I’m working on a cnn that directly processes each patch. After reading the documentation on fold and unfold, my understanding is that I can first apply convolution on an arbitrary [b, c, h, w]
input named A
, with some parameters for stride, dilation and padding. Let’s notate the output as shape [b, c, h1, w1]
, named B
.
My understanding for how fold and unfold works is as follows: If I were to unfold the input A
, I would get something of the shape [b, H, L]
. Then I can apply some transformation to H
dimension, and then use unfold with B
’s shape for the output_shape
parameter, and taking the same parameters like stride and dilation.
However, it doesn’t look like it works this way. If my understanding is correct, the following example should execute without a problem. But it doesn’t run. Can someone point out what I missed?
A = torch.randn(4, 32, 224, 224)
out_shape = nn.Conv2d(32, 32, kernel_size=3, dilation=2, stride=2, padding=0)(A).shape[-2:]

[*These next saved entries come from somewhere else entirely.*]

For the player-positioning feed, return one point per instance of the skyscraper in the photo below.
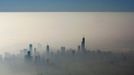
(30, 48)
(47, 48)
(83, 44)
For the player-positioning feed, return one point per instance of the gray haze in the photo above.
(103, 30)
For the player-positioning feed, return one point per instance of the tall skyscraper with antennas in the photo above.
(83, 44)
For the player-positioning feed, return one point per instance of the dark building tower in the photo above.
(79, 48)
(30, 48)
(83, 44)
(47, 48)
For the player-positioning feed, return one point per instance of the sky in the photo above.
(102, 30)
(66, 5)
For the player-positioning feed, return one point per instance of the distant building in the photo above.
(83, 44)
(47, 48)
(28, 57)
(63, 49)
(31, 48)
(78, 48)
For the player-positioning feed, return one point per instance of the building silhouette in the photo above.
(47, 49)
(31, 48)
(83, 44)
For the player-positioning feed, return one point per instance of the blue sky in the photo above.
(66, 5)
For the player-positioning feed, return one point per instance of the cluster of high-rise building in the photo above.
(31, 53)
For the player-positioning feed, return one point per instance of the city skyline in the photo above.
(103, 30)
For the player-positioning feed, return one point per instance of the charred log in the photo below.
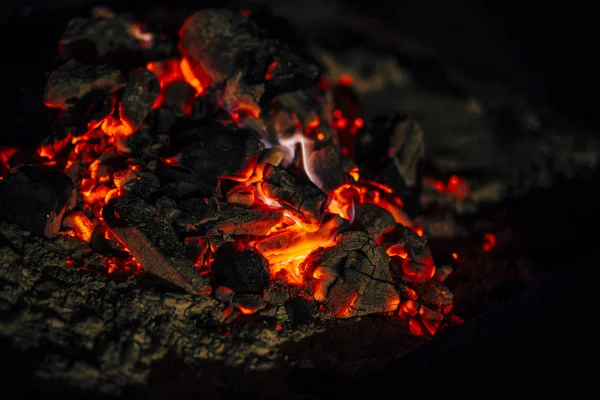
(140, 93)
(73, 81)
(352, 278)
(209, 216)
(35, 198)
(303, 199)
(153, 242)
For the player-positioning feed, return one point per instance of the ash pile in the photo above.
(214, 197)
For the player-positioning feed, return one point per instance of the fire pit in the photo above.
(223, 206)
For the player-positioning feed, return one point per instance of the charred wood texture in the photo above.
(213, 152)
(373, 219)
(303, 199)
(241, 271)
(35, 198)
(392, 148)
(153, 242)
(140, 93)
(352, 278)
(76, 82)
(209, 216)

windows = torch.nn.functional.unfold(A, kernel_size=3, dilation=2, stride=2, padding=0)
A_ = torch.nn.functional.fold(windows, output_size=out_shape, kernel_size=3, dilation=2, stride=2, padding=0)
This would complain that fold given output size=110 would require a size of L=2809, while the windows variable has an L=12100 which is 110**2. Then I tried to fold again with output_size=224, which doesn’t complain anymore but gives me back a shape of [4, 32, 224, 224]
.